2. The Democratic Republic of the Congo
There is perhaps no other country with an economic system more dysfunctional than that of the Democratic Republic of the Congo (DRC). Decades of strife and runaway militias have depleted these resources and limited the ability of the public to profit from them.
Located in the Great Lakes region of Africa, Burundi has a history checkered with ethnic strife and military coups that have consistently derailed its long-term prospects for development. According to IMF data, well over 80% of the country’s population lives under the poverty line. Political unrest has once again rocked the country throughout 2015, despite the progress made over the past few years.
The economy of Liberia was ravaged by the Ebola epidemic. However, even before this, the Liberian economy has depended heavily on foreign aid. Although Liberia used to rely strongly on agricultural products, the price of some of these products has decreased over time, making it harder to achieve a profit.
Niger is the largest country in West Africa, most of its territory is covered by the Sahara Desert, limiting the economic activities which the country’s populace can engage in.
Moreover, the country is completely landlocked and very resource poor. Even the 20% of the country not covered by the desert experiences periodic draughts, climate change is amplifying the effects of the combined threats of desertification of arable land and salinization of drinking water.
With well over 85% of the country’s population of 16 million people living in rural areas and dependent on subsistence farming, the country’s economy is fragile and very dependent on foreign aid.

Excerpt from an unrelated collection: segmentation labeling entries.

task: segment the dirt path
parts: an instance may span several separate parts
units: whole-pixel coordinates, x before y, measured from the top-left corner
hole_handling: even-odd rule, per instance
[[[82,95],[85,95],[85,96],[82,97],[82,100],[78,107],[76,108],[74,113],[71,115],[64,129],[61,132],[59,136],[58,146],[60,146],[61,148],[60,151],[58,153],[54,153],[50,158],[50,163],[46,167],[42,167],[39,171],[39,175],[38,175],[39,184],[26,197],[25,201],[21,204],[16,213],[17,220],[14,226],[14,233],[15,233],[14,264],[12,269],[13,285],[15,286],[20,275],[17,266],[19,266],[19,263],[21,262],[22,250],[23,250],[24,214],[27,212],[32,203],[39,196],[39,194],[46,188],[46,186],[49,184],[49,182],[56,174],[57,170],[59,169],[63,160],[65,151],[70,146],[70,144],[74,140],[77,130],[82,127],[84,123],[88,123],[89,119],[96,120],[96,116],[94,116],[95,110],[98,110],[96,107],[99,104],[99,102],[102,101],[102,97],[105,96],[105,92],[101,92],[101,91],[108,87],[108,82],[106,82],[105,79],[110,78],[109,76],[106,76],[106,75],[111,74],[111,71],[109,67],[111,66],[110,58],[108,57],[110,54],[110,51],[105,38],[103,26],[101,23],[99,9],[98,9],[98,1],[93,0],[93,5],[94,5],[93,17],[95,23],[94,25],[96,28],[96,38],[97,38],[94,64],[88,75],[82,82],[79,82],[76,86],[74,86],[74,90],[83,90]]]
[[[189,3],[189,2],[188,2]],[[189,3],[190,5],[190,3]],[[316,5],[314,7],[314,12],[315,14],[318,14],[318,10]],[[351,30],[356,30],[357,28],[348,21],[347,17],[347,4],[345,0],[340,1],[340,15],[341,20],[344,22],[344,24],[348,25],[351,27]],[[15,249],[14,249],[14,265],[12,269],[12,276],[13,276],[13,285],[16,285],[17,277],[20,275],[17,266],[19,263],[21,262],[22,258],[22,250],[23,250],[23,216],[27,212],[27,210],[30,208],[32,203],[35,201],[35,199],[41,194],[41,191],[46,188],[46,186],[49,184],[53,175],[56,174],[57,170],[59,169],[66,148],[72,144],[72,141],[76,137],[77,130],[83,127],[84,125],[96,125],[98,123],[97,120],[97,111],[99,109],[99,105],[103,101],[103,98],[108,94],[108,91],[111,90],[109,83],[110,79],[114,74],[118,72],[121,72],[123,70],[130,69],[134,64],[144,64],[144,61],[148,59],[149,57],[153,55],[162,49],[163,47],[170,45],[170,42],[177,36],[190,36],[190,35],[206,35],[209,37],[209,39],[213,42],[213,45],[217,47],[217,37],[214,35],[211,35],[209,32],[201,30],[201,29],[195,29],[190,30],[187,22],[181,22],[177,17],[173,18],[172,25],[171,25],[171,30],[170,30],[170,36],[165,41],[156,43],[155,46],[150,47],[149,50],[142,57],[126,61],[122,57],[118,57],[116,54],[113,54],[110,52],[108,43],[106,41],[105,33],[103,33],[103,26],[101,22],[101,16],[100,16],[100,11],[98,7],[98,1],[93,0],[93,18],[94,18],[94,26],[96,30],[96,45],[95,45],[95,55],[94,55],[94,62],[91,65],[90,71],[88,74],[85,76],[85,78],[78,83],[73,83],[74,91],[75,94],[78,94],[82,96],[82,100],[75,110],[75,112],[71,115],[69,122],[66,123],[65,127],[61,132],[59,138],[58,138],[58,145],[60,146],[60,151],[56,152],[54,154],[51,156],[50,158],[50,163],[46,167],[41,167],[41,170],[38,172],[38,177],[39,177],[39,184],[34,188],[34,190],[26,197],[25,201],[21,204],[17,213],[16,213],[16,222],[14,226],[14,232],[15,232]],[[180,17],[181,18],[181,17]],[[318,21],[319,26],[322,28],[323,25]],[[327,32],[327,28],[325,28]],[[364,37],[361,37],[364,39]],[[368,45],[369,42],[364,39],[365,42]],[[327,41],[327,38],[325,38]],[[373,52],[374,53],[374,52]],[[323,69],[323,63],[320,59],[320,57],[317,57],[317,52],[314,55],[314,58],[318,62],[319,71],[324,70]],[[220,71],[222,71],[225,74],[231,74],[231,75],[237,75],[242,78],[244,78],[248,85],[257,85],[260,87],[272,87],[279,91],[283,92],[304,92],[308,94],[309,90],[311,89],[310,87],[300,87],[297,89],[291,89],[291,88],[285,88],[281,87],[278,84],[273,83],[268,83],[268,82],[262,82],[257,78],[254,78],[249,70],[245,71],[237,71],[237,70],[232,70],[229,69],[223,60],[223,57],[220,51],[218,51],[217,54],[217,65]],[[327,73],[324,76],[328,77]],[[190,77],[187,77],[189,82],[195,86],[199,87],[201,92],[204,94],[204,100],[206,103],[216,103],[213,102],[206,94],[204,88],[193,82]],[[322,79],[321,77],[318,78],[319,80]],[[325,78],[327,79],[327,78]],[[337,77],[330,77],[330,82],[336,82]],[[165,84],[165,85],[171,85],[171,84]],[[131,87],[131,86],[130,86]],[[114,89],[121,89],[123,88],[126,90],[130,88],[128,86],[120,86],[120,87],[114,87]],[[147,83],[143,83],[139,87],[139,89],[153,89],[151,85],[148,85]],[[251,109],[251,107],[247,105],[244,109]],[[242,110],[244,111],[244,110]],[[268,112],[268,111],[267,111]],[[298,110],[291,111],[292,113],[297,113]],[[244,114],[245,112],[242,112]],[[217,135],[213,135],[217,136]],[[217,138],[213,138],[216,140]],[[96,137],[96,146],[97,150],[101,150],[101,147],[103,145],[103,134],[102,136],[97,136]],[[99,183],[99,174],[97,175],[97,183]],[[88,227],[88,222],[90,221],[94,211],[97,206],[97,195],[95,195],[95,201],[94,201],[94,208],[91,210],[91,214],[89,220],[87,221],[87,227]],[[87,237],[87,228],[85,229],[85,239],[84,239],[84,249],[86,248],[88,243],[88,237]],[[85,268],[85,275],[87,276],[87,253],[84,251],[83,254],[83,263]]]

In 2013 President Joyce Banda sold the presidential jet and a fleet of 60 luxury cars to feed the poor and grow crops to fight malnutrition. Only to be embroiled in a financial scandal involving looting, theft and corruption within the government, that went public the next month.

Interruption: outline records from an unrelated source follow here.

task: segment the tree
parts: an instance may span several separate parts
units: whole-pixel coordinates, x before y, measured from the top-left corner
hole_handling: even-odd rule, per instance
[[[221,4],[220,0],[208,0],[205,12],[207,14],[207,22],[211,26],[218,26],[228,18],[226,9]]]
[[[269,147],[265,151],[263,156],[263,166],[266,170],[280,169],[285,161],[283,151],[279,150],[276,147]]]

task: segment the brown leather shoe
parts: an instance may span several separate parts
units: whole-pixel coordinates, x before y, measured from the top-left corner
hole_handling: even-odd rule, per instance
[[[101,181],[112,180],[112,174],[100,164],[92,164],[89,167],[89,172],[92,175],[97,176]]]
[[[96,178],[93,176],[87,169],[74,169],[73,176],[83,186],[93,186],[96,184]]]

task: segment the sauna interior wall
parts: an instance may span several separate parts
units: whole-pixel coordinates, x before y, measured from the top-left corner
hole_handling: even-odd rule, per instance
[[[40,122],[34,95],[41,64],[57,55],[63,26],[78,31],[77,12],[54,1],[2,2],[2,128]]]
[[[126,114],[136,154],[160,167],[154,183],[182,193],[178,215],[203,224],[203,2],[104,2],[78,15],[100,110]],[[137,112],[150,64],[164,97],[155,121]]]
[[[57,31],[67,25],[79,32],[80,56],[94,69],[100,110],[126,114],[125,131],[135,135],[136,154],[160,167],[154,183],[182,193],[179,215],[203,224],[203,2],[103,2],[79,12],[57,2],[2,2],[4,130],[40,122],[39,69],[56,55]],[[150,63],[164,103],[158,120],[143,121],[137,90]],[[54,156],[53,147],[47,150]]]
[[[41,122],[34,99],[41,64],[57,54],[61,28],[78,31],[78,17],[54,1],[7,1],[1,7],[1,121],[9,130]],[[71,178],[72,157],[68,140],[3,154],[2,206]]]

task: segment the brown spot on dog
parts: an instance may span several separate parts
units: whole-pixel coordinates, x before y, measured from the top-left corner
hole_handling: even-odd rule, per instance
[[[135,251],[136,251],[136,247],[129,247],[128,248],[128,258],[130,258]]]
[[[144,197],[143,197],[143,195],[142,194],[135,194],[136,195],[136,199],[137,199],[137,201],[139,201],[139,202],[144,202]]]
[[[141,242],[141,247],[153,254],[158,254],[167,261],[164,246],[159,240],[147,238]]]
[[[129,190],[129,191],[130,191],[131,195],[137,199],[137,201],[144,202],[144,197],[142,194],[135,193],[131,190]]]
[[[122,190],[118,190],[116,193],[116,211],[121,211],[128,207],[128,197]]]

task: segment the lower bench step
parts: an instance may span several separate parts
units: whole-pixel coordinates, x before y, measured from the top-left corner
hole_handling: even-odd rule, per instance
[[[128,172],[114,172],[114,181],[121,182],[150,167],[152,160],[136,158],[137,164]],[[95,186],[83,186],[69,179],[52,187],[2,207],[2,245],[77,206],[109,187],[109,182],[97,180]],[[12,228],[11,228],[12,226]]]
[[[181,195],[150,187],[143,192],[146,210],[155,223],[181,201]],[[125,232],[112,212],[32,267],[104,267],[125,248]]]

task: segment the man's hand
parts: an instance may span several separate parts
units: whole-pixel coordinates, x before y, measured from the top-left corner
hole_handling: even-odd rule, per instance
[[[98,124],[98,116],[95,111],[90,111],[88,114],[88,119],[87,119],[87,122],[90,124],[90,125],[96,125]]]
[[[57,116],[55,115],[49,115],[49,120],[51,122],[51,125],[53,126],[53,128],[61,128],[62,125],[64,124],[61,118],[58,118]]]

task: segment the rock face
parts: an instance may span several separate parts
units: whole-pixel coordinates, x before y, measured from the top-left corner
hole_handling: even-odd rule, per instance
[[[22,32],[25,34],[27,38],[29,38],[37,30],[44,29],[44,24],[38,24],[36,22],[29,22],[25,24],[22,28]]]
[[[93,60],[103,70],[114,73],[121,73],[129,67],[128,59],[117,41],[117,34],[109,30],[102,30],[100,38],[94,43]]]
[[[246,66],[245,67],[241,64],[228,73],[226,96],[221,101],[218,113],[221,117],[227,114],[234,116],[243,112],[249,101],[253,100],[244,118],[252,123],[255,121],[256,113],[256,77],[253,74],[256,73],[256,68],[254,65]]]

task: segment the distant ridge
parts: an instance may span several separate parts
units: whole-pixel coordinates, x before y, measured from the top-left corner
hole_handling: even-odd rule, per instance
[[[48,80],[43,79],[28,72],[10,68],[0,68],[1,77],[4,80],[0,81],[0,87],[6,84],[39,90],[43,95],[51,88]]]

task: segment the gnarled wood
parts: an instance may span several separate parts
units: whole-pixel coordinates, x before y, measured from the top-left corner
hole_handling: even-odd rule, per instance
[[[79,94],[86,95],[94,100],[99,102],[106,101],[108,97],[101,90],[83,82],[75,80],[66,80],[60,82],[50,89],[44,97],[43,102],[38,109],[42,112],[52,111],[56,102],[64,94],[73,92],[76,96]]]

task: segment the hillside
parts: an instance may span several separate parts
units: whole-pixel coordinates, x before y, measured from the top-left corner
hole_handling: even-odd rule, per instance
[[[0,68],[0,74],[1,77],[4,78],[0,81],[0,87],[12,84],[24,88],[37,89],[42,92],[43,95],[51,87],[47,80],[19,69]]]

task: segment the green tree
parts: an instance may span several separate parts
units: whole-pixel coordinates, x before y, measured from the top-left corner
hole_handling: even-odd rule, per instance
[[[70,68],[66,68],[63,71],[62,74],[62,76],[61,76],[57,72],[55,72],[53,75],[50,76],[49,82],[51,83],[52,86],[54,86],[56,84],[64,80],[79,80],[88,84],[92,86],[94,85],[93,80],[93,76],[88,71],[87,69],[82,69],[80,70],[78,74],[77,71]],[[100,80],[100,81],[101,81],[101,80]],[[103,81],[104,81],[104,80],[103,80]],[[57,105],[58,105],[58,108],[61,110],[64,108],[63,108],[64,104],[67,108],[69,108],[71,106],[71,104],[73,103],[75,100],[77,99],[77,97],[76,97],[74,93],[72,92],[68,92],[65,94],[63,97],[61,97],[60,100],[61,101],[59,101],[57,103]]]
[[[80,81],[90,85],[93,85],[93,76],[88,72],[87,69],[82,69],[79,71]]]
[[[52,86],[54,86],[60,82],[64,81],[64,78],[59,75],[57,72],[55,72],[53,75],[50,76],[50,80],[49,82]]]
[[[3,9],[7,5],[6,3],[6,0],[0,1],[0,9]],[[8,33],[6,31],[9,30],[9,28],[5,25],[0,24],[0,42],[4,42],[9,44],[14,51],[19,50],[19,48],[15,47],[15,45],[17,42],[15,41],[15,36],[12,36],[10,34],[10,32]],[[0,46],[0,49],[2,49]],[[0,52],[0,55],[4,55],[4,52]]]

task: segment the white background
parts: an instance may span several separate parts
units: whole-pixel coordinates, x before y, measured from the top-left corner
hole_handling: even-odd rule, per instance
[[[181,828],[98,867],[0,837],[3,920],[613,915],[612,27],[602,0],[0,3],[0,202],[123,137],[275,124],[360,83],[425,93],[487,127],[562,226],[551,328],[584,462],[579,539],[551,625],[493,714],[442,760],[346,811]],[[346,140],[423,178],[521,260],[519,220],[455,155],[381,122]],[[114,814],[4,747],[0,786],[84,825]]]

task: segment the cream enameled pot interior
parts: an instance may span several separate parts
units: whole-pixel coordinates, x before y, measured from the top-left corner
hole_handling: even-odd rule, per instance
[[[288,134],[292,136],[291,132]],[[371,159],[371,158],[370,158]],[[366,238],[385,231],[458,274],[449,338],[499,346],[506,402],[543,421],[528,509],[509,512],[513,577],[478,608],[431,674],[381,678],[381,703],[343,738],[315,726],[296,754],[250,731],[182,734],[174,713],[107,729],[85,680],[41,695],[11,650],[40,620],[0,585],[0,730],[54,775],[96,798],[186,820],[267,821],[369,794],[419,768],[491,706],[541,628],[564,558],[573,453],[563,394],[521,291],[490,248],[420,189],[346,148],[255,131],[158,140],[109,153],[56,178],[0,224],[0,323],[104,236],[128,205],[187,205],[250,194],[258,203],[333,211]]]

In January of 2015, Malawi was in the news for another negative reason, as devastating floods left almost a quarter of a million people homeless and destroyed well over 64,000 hectares of cropland, furthering their economic woes.
Corruption is said to be a massive problem in the country, which hinders the economic success of individual citizens. Much of rural Mozambique lives on less than $1.25 US per day. Unfortunately, due to the lack of access to equipment, many agricultural workers are unable to yield as much as is necessary in order to make a profit. The economic situation in Mozambique is made worse by very poor infrastructure and access to vital services like clean water.
Guinea, although very rich in natural resources, issues such as poor management, corruption, and lack of safe infrastructure all contribute to Guinea’s low per capita GDP of $1,265 USD per year. The provision of vital resources such as electricity and water are also a challenge in the country, which makes running a business very costly. These factors also make foreign investors hesitant about coming to Guinea.
Eritrea, the Horn of Africa, has seen a degree of growth in its economy in recent years.
However, it still ranks among the list of the world’s poorest countries. 80% of the population of Eritrea works in agriculture. A large amount of the country’s GDP is made up of remittance, i.e. money sent to residents from relatives abroad. The Eritrean-Ethiopian War was a major devastator of the Eritrean economy.
Madagascar is unique as being among the only island nations in this list of countries with substantially low levels of economic activity. The economy is largely dependent on agriculture, with chief products being rice, tea, cotton, and dairy. Madagascar has had a bad history of political strife and coups, issues which have had devastating effects on its economic productivity.